Vorstand und Aufsichtsrat werden als natürliche nahestehende Personen eingestuft. Zu Angaben zur Vergütung von Vorstand und Aufsichtsrat wird auf Ziffer (37) verwiesen. Im Berichtsjahr sowie im Vorjahr fanden keine Geschäftsvorfälle mit sonstigen nahestehenden Unternehmen und Personen statt.
Gesamtbezüge des Aufsichtsrats und des Vorstands (37)
Die fixe Vergütung je Aufsichtsratsmitglied beläuft sich auf 10 T Euro pro Jahr. Die variable Vergütung richtet sich nach der Höhe der beschlossenen Dividenden. Die Gesamthöhe der Aufsichtsratsvergütung ist auf das Dreifache des festen Betrags begrenzt. Der Vorsitzende des Aufsichtsrats erhält das Doppelte, der Stellvertreter das Anderthalbfache. Ausschussmitglieder erhalten jeweils eine weitere Vergütung von 1.000 Euro. Davon ausgenommen sind der Aufsichtsratsvorsitzende und sein Stellvertreter.
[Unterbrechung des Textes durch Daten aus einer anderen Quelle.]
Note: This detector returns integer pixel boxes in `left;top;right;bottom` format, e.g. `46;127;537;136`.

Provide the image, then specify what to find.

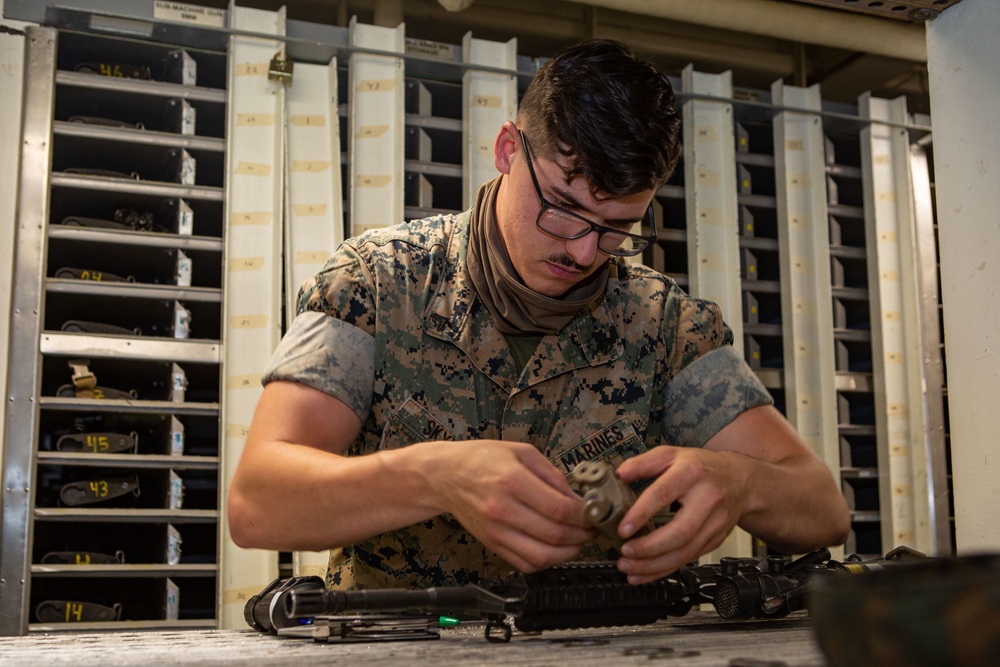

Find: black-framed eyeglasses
518;130;656;257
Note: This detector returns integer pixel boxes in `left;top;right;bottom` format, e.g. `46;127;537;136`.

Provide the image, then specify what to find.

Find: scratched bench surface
0;612;825;667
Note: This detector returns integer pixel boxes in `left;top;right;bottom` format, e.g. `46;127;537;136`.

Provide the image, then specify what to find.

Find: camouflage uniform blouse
264;213;771;588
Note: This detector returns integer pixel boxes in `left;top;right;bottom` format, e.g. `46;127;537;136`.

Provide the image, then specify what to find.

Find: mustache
549;255;590;272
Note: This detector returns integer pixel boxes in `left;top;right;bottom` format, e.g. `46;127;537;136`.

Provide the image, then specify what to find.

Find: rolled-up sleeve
261;310;375;421
663;345;773;447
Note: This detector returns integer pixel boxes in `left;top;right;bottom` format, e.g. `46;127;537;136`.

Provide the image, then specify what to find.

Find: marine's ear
493;120;521;174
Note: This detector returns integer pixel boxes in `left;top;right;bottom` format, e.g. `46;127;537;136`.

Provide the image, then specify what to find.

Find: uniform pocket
379;396;455;450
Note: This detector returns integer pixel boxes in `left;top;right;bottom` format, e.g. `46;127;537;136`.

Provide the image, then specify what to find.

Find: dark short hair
517;39;681;196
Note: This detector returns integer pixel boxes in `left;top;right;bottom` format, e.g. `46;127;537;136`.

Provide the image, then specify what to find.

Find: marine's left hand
618;445;747;584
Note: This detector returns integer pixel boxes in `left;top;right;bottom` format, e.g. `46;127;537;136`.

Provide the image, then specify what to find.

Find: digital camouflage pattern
264;207;771;588
809;553;1000;667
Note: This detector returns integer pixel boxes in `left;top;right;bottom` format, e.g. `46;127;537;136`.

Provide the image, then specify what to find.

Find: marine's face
494;122;653;297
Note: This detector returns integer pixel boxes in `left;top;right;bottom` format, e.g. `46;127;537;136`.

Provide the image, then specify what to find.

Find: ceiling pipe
568;0;927;63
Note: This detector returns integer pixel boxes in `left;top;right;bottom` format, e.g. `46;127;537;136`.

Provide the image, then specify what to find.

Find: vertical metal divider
217;3;285;628
347;17;406;236
0;19;25;498
0;26;57;635
284;58;344;577
858;93;935;552
682;65;753;561
462;32;518;208
771;80;843;558
910;144;954;556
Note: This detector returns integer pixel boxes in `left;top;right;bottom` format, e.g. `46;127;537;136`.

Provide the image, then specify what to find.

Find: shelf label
354;79;396;93
236;161;271;177
236;113;274;127
226;374;260;389
288;114;326;127
472;95;503;109
355;174;392;188
229;315;268;329
233;63;268;76
229;211;272;225
292;160;333;174
295;250;330;264
355;125;389;139
292;203;327;218
153;0;226;28
229;257;264;271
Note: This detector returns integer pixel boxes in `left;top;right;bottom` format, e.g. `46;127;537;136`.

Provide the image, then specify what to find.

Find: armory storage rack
3;28;227;632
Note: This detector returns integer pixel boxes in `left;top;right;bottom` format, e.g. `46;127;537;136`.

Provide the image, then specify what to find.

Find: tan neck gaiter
467;176;608;335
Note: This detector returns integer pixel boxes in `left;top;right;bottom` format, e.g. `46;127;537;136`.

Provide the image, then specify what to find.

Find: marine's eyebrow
549;185;642;225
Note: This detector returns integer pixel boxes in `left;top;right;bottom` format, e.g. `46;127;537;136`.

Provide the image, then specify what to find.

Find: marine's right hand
413;440;595;572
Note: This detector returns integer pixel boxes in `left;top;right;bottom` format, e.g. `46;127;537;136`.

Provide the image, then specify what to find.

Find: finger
466;482;594;546
618;536;725;584
517;445;580;500
618;467;691;539
617;445;684;484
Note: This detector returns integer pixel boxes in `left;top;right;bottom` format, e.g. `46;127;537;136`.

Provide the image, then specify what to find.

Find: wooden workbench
0;612;825;667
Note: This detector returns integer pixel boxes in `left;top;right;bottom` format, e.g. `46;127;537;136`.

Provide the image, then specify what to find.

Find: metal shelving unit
0;27;226;633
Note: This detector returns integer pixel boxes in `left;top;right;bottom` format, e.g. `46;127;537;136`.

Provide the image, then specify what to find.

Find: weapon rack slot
31;521;209;572
31;575;215;630
20;24;227;631
52;131;223;187
54;86;226;138
42;358;219;410
49;185;223;239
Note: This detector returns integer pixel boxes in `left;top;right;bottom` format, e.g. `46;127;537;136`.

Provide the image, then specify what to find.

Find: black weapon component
63;167;141;181
55;266;135;283
115;208;167;232
296;614;441;644
59;320;142;336
69;116;146;130
692;547;927;620
59;210;167;232
73;61;153;81
59;475;140;507
243;577;325;633
278;563;700;642
59;215;129;234
42;551;125;565
56;431;139;454
35;600;122;623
Die Gesamtvergütung der Mitglieder des Aufsichtsrats für das Geschäftsjahr 2015 beträgt 79 T Euro (Vorjahr: 75 T Euro).
Bei den Bezügen des Vorstands ist zu beachten, dass die ordentliche Hauptversammlung der FRIWO AG am 3. Mai 2011 beschlossen hat, dass Angaben im Hinblick auf eine individualisierte Vergütung gemäß § 285 Satz 1 Nr. 9 HGB und § 314 Abs. 1 Nr. 6 HGB für die Jahres- und Konzernabschlüsse der Gesellschaft für die Geschäftsjahre 2011 bis einschließlich 2015 unterbleiben.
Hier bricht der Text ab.